La rete antirazzista ha organizzato un corteo per il ragazzo morto annegato nel Brenta dopo un inseguimento della polizia. Appuntamento alle 14 in stazione

Il Coordinamento Antirazzista Italiano (Cai) ha organizzato una manifestazione per domani, 28 gennaio, alle 14 per rompere il muro di silenzio e sostenere la famiglia di Oussama Ben Rebha, morto nel Brenta dopo un inseguimento della polizia. Appuntamento alla stazione di Padova. Tra loro anche Luca Lendaro, insegnante e candidato sindaco alle ultime amministrative con "Tutta nostra la città".

La nota

«Il crescente clima di razzismo nel paese non ci può lasciare indifferenti - scrivono in una nota - il caso di Oussama, cittadino tunisino sprovvisto di titolo di soggiorno, morto annegato nel Brenta in seguito ad un inseguimento da parte delle forze dell’ordine, ci racconta di un Paese dove l’ingiustizia, la marginalità sociale e il razzismo istituzionale producono morte.
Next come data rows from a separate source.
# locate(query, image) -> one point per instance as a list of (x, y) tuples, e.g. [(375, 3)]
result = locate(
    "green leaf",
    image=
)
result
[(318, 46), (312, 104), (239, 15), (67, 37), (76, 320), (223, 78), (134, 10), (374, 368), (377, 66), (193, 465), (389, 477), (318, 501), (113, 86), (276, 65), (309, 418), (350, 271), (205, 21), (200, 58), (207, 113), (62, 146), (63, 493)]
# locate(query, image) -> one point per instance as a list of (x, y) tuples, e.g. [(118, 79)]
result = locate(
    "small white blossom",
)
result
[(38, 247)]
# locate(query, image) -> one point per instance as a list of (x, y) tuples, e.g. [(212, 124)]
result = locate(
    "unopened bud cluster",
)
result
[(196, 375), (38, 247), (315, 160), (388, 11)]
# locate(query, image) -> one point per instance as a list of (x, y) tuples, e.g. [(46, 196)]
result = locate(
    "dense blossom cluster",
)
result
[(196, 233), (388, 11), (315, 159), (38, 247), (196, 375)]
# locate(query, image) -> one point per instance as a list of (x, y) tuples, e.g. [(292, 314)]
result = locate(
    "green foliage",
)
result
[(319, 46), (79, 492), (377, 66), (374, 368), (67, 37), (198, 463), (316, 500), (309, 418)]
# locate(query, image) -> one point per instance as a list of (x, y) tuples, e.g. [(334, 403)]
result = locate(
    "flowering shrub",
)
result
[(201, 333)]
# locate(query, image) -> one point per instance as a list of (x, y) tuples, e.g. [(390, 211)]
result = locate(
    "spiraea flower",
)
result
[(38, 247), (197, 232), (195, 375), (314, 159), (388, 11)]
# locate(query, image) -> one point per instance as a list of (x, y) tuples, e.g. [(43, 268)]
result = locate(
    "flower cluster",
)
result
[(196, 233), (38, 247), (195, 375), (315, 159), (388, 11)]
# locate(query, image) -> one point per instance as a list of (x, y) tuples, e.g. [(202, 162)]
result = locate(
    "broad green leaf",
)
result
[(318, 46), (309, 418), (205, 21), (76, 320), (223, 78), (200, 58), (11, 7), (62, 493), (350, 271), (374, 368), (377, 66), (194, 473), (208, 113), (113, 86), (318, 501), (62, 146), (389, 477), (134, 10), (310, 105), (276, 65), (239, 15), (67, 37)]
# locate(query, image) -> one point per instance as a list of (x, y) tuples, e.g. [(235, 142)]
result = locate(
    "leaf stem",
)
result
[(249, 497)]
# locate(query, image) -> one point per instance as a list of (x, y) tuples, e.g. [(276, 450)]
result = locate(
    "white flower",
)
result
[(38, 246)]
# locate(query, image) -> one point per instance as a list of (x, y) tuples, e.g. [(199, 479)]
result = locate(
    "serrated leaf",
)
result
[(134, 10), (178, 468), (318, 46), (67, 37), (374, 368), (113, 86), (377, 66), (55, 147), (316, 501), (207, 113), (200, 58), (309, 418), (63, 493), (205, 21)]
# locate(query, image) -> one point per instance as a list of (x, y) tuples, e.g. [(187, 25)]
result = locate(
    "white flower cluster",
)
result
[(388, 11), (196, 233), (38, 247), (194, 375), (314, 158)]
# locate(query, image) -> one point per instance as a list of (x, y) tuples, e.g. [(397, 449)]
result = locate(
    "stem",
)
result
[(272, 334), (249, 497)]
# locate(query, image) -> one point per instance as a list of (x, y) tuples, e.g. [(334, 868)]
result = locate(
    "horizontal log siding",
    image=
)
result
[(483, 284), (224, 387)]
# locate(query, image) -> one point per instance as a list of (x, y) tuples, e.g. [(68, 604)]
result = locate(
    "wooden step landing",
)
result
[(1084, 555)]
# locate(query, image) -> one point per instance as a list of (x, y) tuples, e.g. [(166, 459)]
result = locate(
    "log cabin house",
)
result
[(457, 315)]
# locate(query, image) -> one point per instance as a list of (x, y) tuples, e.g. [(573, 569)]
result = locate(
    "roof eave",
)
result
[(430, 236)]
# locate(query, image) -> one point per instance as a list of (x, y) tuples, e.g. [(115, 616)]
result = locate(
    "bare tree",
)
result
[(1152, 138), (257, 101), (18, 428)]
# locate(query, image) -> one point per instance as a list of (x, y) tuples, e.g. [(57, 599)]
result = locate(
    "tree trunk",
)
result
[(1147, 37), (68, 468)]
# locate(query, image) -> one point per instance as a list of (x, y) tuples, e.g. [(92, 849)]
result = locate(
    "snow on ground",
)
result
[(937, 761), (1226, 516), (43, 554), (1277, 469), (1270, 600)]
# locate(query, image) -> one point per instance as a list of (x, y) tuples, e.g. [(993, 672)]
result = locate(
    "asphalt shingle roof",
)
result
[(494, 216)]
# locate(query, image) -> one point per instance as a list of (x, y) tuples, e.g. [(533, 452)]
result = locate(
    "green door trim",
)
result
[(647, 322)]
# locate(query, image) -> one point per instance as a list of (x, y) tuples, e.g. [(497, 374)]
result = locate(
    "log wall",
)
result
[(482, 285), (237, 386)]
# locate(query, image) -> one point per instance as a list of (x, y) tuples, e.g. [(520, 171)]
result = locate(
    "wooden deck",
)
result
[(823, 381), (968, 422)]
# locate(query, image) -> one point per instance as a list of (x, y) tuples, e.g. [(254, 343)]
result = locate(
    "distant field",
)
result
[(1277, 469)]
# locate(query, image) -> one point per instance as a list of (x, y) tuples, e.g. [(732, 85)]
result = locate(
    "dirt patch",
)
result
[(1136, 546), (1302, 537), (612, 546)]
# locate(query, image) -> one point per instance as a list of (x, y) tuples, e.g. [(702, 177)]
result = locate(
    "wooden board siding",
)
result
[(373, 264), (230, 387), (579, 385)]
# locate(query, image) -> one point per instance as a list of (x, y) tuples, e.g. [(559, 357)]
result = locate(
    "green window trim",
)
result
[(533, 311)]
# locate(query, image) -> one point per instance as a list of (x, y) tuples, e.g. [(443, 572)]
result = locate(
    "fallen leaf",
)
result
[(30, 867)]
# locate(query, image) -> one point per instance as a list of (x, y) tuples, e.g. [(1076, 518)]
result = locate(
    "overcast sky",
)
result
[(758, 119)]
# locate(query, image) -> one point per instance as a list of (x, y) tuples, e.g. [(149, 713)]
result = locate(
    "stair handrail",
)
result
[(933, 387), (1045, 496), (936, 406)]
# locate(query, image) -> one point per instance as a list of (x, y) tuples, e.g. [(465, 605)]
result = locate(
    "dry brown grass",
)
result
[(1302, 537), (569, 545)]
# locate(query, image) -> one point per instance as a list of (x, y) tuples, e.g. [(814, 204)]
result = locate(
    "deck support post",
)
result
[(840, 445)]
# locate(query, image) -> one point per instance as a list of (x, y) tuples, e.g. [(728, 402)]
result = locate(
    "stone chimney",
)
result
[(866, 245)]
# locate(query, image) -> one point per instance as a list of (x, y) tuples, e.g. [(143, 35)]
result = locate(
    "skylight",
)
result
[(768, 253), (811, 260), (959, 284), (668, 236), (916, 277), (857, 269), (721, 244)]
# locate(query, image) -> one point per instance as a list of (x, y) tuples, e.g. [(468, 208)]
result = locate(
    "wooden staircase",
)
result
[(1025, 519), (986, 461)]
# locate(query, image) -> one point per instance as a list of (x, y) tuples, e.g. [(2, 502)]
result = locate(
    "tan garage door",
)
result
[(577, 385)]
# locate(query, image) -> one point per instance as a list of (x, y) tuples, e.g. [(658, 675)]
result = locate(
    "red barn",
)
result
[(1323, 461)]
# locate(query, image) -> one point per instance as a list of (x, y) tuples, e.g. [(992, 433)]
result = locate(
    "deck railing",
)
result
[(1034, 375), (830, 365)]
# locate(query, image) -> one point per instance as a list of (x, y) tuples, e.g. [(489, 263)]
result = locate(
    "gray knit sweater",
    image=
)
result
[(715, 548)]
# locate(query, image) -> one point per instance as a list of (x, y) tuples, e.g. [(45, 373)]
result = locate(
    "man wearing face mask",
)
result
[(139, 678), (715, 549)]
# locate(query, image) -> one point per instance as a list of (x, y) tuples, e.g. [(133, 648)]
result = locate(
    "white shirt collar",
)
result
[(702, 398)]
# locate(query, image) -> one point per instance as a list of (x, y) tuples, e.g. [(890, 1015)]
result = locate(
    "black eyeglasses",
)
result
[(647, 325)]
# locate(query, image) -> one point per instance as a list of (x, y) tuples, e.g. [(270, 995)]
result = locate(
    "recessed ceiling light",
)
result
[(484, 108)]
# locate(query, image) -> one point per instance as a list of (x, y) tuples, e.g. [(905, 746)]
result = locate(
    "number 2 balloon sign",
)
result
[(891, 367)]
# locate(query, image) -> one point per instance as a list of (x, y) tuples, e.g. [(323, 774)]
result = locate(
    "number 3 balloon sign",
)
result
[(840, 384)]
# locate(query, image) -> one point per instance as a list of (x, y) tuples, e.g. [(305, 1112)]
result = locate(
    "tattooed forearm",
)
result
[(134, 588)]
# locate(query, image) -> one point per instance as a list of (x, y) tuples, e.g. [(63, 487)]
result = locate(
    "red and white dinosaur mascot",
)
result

La stessa che ha trovato a 27 anni Issaka Coulibaly, richiedente asilo a cui è stato negato il permesso di soggiorno, morto di freddo in un edificio abbandonato a Milano. La stessa sorte toccata anche a Queen, cittadina del Ghana, e Ibrahim, cittadino del Gambia, entrambi di 32 anni, morti mentre cercavano di scaldarsi con un braciere all’interno di una baracca nel ghetto di Borgo Mezzanone, dove attualmente vivono segregate più di 1500 persone nelle stesse condizioni. La condizione di discriminazione l’abbiamo vista anche davanti gli uffici immigrazione di Milano quando lunedì 23 gennaio, la polizia in assetto antisommossa ha ricorso all’utilizzo di lacrimogeni per disperdere i richiedenti asilo in fila dalla notte precedente, moltissimi dei quali dormono per strada. Un trattamento iniquo e diverso da quello riservato ai rifugiati dall’Ucraina per i quali il governo ha predisposto procedure accelerate e un piano straordinario per l’accoglienza. Non possiamo neppure chiudere gli occhi davanti ai 26 tentativi di suicidio avvenuti tra ottobre e novembre, nel Cpr di Torino, una galera dove si sconta una pena afflittiva per il proprio status giuridico. In una di queste carceri amministrative sarebbe dovuto finire anche Oussama Ben Rebha - raccontano - che è stato rincorso e braccato come un animale dalla polizia. Individuato insieme ad altri amici dopo uno dei tipici controlli selettivi, controlli basati sul colore della pelle e sui tratti somatici, un trattamento a cui sono esposti in massa migliaia di persone straniere, di origine straniera o semplicemente persone dalla pelle non bianca. Una pratica indegna per un paese che si vuole definire democratico. Non si può morire di clandestinità, non si può morire di indifferenza e non si può morire di razzismo. Scendiamo al fianco della famiglia di Oussama Ben Rebha e della comunità tunisina per chiedere Verità e Giustizia per Oussama e per tutte le persone che subiscono violenza, oppressione e razzismo».